Turtschinow beklagte, im Osten der Ukraine habe Moskaus Führung ihre Pläne bereits verwirklicht. In dem Interview räumte er ein, dass es in der Region viele Anhänger einer Abspaltung von der Ukraine gebe. "Sagen wir doch mal ehrlich: Die Bürger dieser Regionen unterstützen die Separatisten, sie unterstützen die Terroristen, was die Durchführung der Anti-Terror-Operation erheblich erschwert."
Auch das russische Staatsfernsehen strahlte den Teil des Interviews aus, in dem Turtschinow einräumte, dass es in der Region Sympathien für eine Abspaltung von der Ukraine gebe. Erschwerend komme hinzu, dass die Polizei mit den prorussischen Kräften sympathisiere. "Das ist ein kolossales Problem", sagte Turtschinow. Der Politiker warf dem im Februar gestürzten Präsidenten Viktor Janukowitsch vor, die "Provokationen" zu finanzieren. Janukowitsch hält sich in Russland auf.
Prorussische Separatisten haben nach eigenen Angaben zentrale Gebäude in Donezk und weiteren Großstädten wieder unter ihrer Kontrolle. "Wir haben die Verwaltungsgebäude in den entscheidenden regionalen Zentren eingenommen", sagte der Anführer der selbsternannten Volksmiliz, Miroslaw Rudenko, am Sonntag der Agentur Interfax. Neben Slawjansk seien auch in Kramatorsk die wichtigsten Gebäude in den Händen der Separatisten.

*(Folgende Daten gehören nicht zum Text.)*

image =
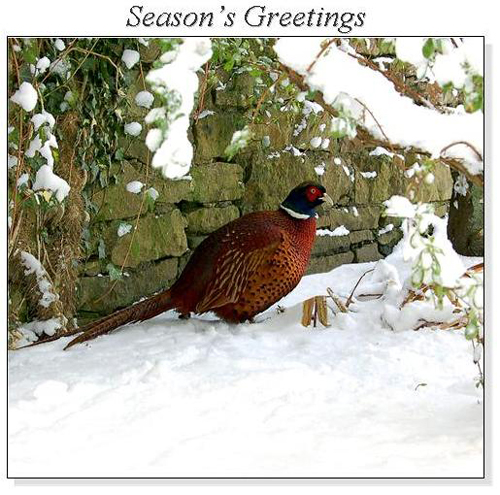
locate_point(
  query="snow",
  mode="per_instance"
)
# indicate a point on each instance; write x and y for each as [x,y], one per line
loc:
[201,397]
[59,44]
[33,266]
[154,139]
[399,206]
[337,232]
[422,127]
[23,179]
[130,58]
[46,179]
[178,77]
[379,150]
[153,193]
[26,96]
[38,327]
[316,142]
[41,118]
[205,113]
[388,228]
[12,161]
[320,169]
[144,99]
[42,65]
[134,186]
[123,229]
[133,128]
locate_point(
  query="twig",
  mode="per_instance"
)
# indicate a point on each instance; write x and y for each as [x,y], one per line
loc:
[473,148]
[203,90]
[349,299]
[323,50]
[336,300]
[378,124]
[368,140]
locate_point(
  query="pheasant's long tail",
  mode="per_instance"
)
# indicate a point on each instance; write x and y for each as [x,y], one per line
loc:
[141,311]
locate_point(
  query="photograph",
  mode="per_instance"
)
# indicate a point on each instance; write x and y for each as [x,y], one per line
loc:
[245,257]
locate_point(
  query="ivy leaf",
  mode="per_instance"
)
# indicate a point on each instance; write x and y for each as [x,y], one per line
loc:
[429,48]
[114,272]
[120,154]
[101,249]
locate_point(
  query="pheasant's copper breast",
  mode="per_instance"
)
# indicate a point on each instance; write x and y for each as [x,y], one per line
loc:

Berlin weitet Reisewarnung aus
Reisende sollten derzeit auch die Südukraine meiden. Das Auswärtige Amt in Berlin erweiterte seinen Reisehinweis für das Land und rät nun auch dringend von Reisen in die südlichen Landesteile ab. Bislang galt das nur für den Osten und die Krim. Grund dafür sind gewaltsame Ausschreitungen auch in Odessa. Die meisten Reiseveranstalter und Reedereien bieten derzeit wegen der Krise ohnehin keine Reisen in die Ukraine an.
Merkel telefoniert erneut mit Putin
Unterdessen forderte der russische Präsident Wladimir Putin in einem Telefonat mit Bundeskanzlerin Angela Merkel laut Kreml einen Dialog der Konfliktparteien in der Ukraine. Putin bekräftigte seine Haltung, wonach die prowestliche Führung in Kiew dringend das Gespräch mit den moskautreuen Protestführern im Südosten des Landes suchen müsse.
Außenminister Frank-Walter Steinmeier wirbt zur Beilegung des Konflikts für eine zweite Genfer Konferenz. Es müssten endlich klare Verabredungen getroffen werden, wie man den Konflikt zum Stillstand bringe und einer politischen Lösung zuführe, sagte Steinmeier in der ARD. Der Vorsitzende der Organisation für Sicherheit und Zusammenarbeit in Europa (OSZE), Didier Burkhalter, wird nach Kremlangaben am Mittwoch zu Gesprächen über die Ukraine-Krise nach Moskau reisen. Die EU-Außenbeauftragte Catherine Ashton will bereits zuvor in Washington mit der US-Regierung über eine gemeinsame Haltung in der Ukrainefrage beraten.